We all know about aliasing from digital communication, even more important here is introduction of a delay into a control loop that has essentially no process dead time.

Why am I obsessed with dead time? The ultimate performance (IAE) achievable for unmeasured disturbances with the fastest tuning is proportional to the dead time squared and the ultimate period for this dead time dominant loop is twice the dead time.

The second application was incinerator pressure controlled by the manipulation of an induced daft (ID) fan speed. The loop behaved like an integrator. If the controller was put in manual, the pressure could ramp and hit the interlock trip point in less than a second. Since open loop testing for exact quantification was not reasonable, a dynamic simulation was used to show it could occur in 0.25 seconds. While the residence time was on the order of 0.1 minute, the process gain was incredibly large because the measurement scale span was just a few inches of water column.
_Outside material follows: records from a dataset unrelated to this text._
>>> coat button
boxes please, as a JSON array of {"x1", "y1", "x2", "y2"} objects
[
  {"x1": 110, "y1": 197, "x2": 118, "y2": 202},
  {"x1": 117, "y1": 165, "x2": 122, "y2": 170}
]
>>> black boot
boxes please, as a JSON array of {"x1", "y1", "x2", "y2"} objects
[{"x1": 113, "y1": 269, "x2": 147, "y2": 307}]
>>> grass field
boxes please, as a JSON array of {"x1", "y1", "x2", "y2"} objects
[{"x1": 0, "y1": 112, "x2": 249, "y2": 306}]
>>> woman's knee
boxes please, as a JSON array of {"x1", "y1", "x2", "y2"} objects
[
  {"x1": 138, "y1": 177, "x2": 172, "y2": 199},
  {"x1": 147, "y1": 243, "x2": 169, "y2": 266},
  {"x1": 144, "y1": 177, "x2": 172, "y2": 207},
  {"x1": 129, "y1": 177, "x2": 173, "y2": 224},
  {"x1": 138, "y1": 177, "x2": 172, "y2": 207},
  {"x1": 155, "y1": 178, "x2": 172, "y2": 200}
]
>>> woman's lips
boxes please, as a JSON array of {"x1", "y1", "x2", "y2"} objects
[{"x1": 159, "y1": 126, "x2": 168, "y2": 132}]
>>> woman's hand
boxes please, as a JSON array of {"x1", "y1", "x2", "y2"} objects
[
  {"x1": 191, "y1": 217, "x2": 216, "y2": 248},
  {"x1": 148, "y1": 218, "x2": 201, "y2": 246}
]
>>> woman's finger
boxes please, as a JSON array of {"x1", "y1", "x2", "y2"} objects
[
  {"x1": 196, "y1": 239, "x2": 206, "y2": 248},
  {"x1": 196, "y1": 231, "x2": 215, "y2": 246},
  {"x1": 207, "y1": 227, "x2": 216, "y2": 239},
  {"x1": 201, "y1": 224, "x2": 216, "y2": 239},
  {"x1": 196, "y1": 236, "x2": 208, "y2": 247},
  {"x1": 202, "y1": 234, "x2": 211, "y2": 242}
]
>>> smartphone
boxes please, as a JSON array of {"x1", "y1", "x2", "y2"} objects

The simulation also showed the decoupler between the forced draft (FD) fan and ID fan speed (air flow feedforward) was doing more harm than good because of the inverse response associated with the cold air flow. After elimination of the decoupler and retuning, the frequency of furnace trips was reduced but trips still occurred every couple of days. This process was controllable only because the process dead time associated with the furnace volume was essentially zero. For gas pressure systems the process dead time originates from gas volumes in series separated by flow resistances. The pressure sensor was seeing and the ID fan was acting on the same gas volume. The dead time in the loop was all due to the automation system.

Summarizing, a digital controller with a 0.1 second execution time was tried on startup but the furnace trips were excessive despite the best tuning and strategy. In 0.1 second, the pressure was almost half way to the trip point. When the digital controller was replaced with an analog electronic controller the pressure trips were eliminated.

This application and a phosphorous furnace application are discussed in chapter 3 titled “Pressure Control – Without Dead Time I would be out of a Job” in the aforementioned book A Funny Thing happened on the Way the Control Room.

Next week I will share my experiences with making control valves respond faster. With this under our belts, I will offer how fast digital devices and communication and data historians need to be once you get these valves to “turn on a dime or at least a quarter”.

Note that the equations for computing process dead time and time constants for these systems is in Tuning and Control Loop Performance – 3rd edition, but is out of print.